Vicdani kanının oluştuğu duruşma sürecini yansıtan tutanaklar, belgeler ve gerekçe içeriğine göre yapılan incelemede başkaca nedenler yerinde görülmemiştir.
Ancak;
1- Hakaret fiillerinin cezalandırılmasıyla korunan hukuki değer, kişilerin onur, şeref ve saygınlığı olup, bu suçun oluşabilmesi için, davranışın kişiyi küçük düşürmeye matuf olarak gerçekleşmesi gerekmektedir. Bir hareketin tahkir edici olup olmadığı bazı durumlarda nispi olup, zamana, yere ve duruma göre değişebilmektedir. Kamu görevlileri veya sivil vatandaşa yönelik her türlü ağır eleştiri veya rahatsız edici sözlerin hakaret suçu bağlamında değerlendirilmemesi, sözlerin açıkça, onur, şeref, ve saygınlığı rencide edebilecek nitelikte somut bir fiil veya olgu isnadını veya sövmek fiilini oluşturması gerekmektedir. Olay günü sanığın, çocuğunu getirdiği hastanede tartıştığı mağdur doktora söylediği kabul edilen "sen ilk önce sakalını kes lan" şeklinde ve kaba hitap tarzı niteliğindeki sözlerin, mağdurun onur, şeref ve saygınlığını rencide edici boyutta olmaması nedeniyle hakaret suçunun unsurlarının oluşmadığı gözetilmeden, mahkumiyet kararı verilmesi,
2)Kabule göre ise;
a)Suç ve ceza arasında orantılılık ceza hukukunun temel ilkelerinden biridir.
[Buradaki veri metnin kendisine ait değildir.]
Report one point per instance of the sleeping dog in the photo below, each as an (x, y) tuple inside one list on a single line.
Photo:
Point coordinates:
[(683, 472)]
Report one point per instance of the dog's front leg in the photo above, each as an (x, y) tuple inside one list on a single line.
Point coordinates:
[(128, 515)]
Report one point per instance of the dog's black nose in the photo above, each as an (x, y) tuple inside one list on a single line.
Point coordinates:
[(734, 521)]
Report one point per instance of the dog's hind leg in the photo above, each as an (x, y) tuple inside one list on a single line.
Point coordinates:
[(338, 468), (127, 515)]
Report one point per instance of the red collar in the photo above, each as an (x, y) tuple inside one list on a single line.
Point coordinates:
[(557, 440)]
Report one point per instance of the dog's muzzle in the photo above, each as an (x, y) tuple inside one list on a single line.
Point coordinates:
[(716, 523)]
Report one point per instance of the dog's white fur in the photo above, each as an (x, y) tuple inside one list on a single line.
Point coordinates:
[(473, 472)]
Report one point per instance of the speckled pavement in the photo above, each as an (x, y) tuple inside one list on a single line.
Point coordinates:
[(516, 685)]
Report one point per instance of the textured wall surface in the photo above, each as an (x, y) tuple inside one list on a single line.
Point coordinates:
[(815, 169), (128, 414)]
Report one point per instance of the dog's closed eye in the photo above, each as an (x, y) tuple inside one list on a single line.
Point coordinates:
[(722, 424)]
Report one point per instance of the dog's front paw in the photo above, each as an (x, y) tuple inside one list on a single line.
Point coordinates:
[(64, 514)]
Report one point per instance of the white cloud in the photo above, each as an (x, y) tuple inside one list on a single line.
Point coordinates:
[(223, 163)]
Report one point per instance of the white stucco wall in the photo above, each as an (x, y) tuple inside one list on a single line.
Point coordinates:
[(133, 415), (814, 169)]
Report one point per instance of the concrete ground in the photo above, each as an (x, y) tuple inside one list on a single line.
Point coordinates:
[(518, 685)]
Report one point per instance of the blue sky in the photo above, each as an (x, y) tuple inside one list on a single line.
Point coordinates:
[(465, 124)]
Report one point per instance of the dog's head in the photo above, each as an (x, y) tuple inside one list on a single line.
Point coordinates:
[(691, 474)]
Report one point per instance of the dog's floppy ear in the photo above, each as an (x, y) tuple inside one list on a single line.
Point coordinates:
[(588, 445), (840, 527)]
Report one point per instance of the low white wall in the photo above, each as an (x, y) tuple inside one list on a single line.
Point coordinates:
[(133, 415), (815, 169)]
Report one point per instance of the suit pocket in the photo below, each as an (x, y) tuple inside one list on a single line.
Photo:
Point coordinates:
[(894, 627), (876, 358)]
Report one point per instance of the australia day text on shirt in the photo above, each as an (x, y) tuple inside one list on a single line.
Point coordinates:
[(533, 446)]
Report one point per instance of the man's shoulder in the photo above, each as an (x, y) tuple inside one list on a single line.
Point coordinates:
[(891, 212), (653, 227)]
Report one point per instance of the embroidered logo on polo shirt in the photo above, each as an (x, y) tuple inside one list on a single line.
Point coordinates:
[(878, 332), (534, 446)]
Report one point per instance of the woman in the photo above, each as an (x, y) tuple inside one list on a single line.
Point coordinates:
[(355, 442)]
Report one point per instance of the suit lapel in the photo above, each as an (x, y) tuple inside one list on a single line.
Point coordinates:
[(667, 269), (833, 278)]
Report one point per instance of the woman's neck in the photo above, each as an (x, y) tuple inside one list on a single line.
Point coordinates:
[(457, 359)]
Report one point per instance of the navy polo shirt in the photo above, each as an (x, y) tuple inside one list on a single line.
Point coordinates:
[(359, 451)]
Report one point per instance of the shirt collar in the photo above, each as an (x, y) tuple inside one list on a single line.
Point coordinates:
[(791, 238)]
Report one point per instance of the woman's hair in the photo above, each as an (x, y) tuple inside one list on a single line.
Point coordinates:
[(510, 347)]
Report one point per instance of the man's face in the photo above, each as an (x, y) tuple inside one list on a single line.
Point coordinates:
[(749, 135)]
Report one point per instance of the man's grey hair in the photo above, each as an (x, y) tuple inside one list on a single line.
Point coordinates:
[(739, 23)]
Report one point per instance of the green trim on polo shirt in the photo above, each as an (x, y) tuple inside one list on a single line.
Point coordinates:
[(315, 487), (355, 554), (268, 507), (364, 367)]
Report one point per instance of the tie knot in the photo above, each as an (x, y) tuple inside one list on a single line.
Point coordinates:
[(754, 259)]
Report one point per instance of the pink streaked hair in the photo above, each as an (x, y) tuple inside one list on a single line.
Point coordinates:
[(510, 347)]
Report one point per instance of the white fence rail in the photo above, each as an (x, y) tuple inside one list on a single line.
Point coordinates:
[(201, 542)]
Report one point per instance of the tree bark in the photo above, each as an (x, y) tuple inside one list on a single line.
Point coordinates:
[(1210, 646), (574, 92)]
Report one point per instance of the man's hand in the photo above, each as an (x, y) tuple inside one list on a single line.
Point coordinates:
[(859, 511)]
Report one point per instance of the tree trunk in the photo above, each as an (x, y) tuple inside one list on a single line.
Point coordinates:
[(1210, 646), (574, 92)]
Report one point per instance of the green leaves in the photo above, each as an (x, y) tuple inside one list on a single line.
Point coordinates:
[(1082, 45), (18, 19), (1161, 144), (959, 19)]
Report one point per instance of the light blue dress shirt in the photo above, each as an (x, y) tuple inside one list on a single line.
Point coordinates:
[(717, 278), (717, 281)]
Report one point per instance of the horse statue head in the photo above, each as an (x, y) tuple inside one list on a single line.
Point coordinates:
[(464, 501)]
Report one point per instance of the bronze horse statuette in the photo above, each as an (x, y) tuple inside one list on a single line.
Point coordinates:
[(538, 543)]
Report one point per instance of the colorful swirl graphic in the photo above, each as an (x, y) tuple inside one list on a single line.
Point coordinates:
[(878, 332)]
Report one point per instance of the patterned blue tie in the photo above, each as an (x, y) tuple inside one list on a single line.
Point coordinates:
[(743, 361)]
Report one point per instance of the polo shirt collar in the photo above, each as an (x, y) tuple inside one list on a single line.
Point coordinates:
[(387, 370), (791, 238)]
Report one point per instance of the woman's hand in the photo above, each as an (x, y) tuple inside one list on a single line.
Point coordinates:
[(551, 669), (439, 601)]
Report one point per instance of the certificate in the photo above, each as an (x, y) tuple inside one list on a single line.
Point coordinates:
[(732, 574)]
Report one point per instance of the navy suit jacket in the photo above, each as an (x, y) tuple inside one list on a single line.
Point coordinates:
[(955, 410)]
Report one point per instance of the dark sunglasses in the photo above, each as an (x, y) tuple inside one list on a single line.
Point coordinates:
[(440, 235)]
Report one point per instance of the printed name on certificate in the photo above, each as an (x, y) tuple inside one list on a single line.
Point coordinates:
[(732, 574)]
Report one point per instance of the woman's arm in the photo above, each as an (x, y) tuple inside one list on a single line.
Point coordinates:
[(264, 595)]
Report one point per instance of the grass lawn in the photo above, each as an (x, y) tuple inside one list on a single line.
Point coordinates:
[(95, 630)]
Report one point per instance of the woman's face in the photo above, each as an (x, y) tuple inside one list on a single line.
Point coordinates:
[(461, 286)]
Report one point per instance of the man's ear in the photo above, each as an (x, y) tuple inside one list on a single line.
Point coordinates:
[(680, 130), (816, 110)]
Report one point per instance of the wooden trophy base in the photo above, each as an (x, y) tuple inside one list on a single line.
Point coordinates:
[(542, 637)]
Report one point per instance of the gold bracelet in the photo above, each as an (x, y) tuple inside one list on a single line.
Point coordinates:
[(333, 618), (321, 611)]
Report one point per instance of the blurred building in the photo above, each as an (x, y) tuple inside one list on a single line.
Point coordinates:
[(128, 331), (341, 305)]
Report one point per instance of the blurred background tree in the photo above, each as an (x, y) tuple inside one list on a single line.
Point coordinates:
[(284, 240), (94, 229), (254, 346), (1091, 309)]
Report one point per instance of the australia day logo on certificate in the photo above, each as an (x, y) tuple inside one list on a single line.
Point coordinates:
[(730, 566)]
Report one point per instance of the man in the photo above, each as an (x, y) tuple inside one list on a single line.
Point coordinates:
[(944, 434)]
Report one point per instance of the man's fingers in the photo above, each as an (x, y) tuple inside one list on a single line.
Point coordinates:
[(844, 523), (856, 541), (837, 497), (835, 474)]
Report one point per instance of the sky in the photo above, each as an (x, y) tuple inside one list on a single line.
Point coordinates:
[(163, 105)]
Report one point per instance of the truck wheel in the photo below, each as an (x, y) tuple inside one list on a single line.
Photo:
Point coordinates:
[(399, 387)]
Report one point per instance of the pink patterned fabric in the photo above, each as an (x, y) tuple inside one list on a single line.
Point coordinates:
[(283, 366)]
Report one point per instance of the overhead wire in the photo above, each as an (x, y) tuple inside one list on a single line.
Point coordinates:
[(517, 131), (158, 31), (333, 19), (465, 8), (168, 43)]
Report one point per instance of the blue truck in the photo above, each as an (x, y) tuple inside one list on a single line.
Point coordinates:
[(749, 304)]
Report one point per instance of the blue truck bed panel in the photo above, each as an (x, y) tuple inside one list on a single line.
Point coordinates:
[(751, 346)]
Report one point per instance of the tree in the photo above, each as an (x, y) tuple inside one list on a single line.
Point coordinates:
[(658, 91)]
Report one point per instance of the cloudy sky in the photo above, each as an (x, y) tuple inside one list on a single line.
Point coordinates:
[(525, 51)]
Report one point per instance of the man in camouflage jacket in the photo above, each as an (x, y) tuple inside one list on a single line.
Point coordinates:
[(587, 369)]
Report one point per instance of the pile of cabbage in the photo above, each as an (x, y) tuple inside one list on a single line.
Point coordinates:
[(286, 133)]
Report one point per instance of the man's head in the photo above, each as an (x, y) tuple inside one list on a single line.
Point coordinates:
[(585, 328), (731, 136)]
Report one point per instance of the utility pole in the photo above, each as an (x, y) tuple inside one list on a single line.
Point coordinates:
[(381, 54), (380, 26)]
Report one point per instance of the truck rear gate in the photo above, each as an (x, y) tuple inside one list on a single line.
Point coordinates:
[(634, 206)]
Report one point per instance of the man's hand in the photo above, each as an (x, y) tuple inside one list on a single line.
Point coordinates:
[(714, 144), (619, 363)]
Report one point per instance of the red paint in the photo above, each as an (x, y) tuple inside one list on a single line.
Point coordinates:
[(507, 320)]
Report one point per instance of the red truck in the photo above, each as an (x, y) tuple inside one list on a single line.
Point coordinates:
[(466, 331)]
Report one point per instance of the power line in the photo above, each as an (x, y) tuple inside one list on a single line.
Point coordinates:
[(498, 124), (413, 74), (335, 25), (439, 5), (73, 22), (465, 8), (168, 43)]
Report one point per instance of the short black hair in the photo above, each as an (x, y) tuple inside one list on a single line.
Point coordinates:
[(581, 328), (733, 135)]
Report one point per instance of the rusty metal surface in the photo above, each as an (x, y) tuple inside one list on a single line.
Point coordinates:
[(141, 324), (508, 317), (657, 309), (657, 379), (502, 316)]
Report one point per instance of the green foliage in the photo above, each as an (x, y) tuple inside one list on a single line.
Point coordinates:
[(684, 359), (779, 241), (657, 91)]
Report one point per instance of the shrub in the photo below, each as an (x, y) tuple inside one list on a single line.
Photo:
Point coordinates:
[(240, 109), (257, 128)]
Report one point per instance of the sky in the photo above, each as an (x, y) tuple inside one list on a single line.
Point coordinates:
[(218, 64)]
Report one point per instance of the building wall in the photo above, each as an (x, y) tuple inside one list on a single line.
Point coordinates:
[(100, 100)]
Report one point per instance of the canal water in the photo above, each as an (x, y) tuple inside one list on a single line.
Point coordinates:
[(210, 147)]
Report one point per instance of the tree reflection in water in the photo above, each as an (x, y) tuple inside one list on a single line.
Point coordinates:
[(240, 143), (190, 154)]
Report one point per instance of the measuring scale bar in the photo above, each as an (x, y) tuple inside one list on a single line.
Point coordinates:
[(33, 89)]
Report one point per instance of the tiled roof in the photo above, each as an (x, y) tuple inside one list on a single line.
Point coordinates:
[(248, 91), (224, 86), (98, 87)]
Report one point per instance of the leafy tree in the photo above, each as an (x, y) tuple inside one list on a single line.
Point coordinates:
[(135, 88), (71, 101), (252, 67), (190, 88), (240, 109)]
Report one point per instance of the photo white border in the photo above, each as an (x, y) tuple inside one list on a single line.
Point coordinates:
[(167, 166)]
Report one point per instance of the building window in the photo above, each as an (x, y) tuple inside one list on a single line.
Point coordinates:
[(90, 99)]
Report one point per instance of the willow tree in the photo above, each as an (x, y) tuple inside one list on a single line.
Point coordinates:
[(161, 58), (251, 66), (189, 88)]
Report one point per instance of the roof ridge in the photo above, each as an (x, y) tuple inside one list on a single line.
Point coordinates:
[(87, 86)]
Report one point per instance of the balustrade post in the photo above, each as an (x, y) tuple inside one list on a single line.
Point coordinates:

Buna göre bir suç nedeniyle uygulanacak yaptırımın failin fiili ile orantılı olması, hak ve nesafet sınırları içerisinde takdir edilmesi gerekir. Bu ilke hapis ve adli para cezasının seçimlik olarak belirlendiği ceza maddelerinde de geçerli olup, bu maddelerin uygulanması gereken durumlarda hapis cezasının tercih edilmesi için fiilin belirli bir ağırlıkta olması zorunludur. Ceza hukukunun bir diğer ilkesi de ceza kurallarının uygulanmasına ilişkin gerekçelerin açık, anlaşılır olması ve ayrıntılı olgulara dayanmasıdır. Bunun en önemli nedeni, cezanın hakkaniyete uygun olarak verildiği konusunda toplum nazarında genel bir tereddütün ortaya çıkmasını önlemek, bu şekilde toplumdaki adalet duygusunu geliştirmektir. Bu bağlamda sanığın mağdur doktora yukarıda belirtilen sözlerinden ibaret eylemi nedeniyle adli para cezası yerine hapis cezasının tercih edilmesine ilişkin gerekçeler somut olgularla gösterilip açıklanmadan karar verilmesi,
b)Kısa süreli hapis cezası ertelenen sanık hakkında, TCK"nın 53. maddesinin (4) numaralı fıkrasına aykırı olarak, aynı maddenin (1) numaralı fıkrasında yazılı hak yoksunluklarının uygulanmasına karar verilmesi,
Kanuna aykırı ve sanık Ö.. U.. müdafiinin temyiz nedenleri yerinde görüldüğünden, tebliğnameye uygun olarak, HÜKMÜN BOZULMASINA, yargılamanın bozma öncesi aşamadan başlayarak sürdürülüp sonuçlandırılmak üzere dosyanın esas/hüküm mahkemesine gönderilmesine, 26/10/2015 tarihinde oybirliğiyle karar verildi.